Bu yaklaşım, yöneticiliğin sadece makam sahibi olmak değil, aynı zamanda sorumluluğu da üstlenmek olduğunu gösterir. Çünkü bir kurumun ya da ilin başarısı, yalnızca alt birimlerin performansına bağlı değildir; liderin yönlendirmesi, koordinasyonu ve vizyonu da belirleyicidir.
Bazı kurum müdürleri kendilerine bağlı birimlerin, yöneticilerini hareket alanlarını kısıtlayarak bütün yetkileri kendinde topluyorlar. Birimler ne kadar güçlü ve düzenli çalışırsa çalışsın, sonuçta ortaya çıkan tablo, en üstteki yöneticinin hanesine yazılır.

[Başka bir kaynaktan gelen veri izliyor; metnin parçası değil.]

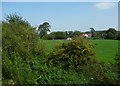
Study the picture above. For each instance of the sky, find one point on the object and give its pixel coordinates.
(64, 16)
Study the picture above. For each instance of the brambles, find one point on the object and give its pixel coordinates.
(22, 51)
(73, 54)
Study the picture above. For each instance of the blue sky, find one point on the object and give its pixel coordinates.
(64, 16)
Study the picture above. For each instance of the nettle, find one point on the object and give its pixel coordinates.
(72, 54)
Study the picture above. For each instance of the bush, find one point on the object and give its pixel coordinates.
(22, 51)
(72, 54)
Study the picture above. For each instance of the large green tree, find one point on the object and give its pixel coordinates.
(43, 29)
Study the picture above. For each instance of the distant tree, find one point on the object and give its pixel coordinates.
(43, 29)
(92, 32)
(15, 18)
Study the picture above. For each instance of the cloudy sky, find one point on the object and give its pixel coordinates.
(64, 16)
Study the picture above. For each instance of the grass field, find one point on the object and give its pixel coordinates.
(105, 50)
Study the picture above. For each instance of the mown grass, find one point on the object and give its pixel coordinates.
(105, 50)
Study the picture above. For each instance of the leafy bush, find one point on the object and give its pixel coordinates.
(22, 50)
(72, 54)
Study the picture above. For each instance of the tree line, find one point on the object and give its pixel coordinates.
(111, 33)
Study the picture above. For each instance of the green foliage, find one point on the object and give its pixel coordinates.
(72, 54)
(111, 33)
(22, 51)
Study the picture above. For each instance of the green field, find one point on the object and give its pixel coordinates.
(105, 50)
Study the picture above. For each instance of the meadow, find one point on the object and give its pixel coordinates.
(105, 50)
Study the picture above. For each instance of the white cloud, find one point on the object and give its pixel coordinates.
(104, 5)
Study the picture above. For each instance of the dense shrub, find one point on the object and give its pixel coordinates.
(22, 50)
(72, 54)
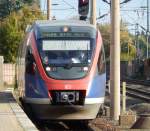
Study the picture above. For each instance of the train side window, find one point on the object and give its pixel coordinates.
(30, 61)
(101, 62)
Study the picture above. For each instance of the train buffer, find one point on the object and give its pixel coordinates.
(12, 117)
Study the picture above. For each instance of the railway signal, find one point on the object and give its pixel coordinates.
(83, 8)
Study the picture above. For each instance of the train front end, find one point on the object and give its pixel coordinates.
(68, 77)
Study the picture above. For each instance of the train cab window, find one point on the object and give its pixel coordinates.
(30, 61)
(101, 62)
(66, 58)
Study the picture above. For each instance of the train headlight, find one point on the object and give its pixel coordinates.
(53, 69)
(84, 69)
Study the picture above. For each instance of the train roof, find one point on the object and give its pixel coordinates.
(45, 23)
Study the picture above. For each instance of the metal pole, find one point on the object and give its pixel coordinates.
(124, 96)
(93, 12)
(115, 60)
(48, 9)
(147, 33)
(1, 72)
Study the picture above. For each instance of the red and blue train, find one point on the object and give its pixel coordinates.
(61, 70)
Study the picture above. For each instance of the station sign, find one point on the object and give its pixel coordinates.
(83, 7)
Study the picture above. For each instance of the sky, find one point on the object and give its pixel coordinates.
(131, 12)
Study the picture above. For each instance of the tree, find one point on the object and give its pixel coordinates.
(128, 50)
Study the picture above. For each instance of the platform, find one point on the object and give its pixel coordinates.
(12, 117)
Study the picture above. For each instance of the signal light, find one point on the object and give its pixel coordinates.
(83, 7)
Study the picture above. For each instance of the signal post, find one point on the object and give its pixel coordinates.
(115, 60)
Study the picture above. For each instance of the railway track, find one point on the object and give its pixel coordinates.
(138, 93)
(99, 124)
(141, 93)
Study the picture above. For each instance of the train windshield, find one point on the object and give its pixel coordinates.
(66, 58)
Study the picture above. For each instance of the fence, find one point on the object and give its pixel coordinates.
(9, 74)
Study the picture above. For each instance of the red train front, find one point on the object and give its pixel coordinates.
(61, 70)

Başarı kurumsal olduğu kadar liderin de başarısıdır. Bu nedenle il müdürlerinin kendilerine bağlı birimlerin başarılarından dolayı mutlu olmaları ve onları desteklemesi gerekiyor. Başarısızlıkta oyine liderin hanesine işlenir. Çünkü iyi bir yönetici, birimlerin aksayan yönlerini zamanında görüp çözüm üretmekle yükümlüdür.
Buradan çıkarılacak ders şudur: Liderlik, yalnızca başarıların arkasına imza atmak değil; başarısızlıkların da sorumluluğunu üstlenmektir.
Gerçek lider, “Ben” değil “Biz” diyebilen, başarıyı paylaşan ama başarısızlıkta da sorumluluğu üstlenen kişidir.
Bugün kurumlarımızın ve şehirlerimizin en çok ihtiyaç duyduğu şey, işte bu anlayışla hareket eden yöneticilerdir. Başarıyı sahiplenmek kadar, sorumluluk almayı da görev bilen liderler, hem kurumlarını hem de toplumu ileriye taşıyacaktır.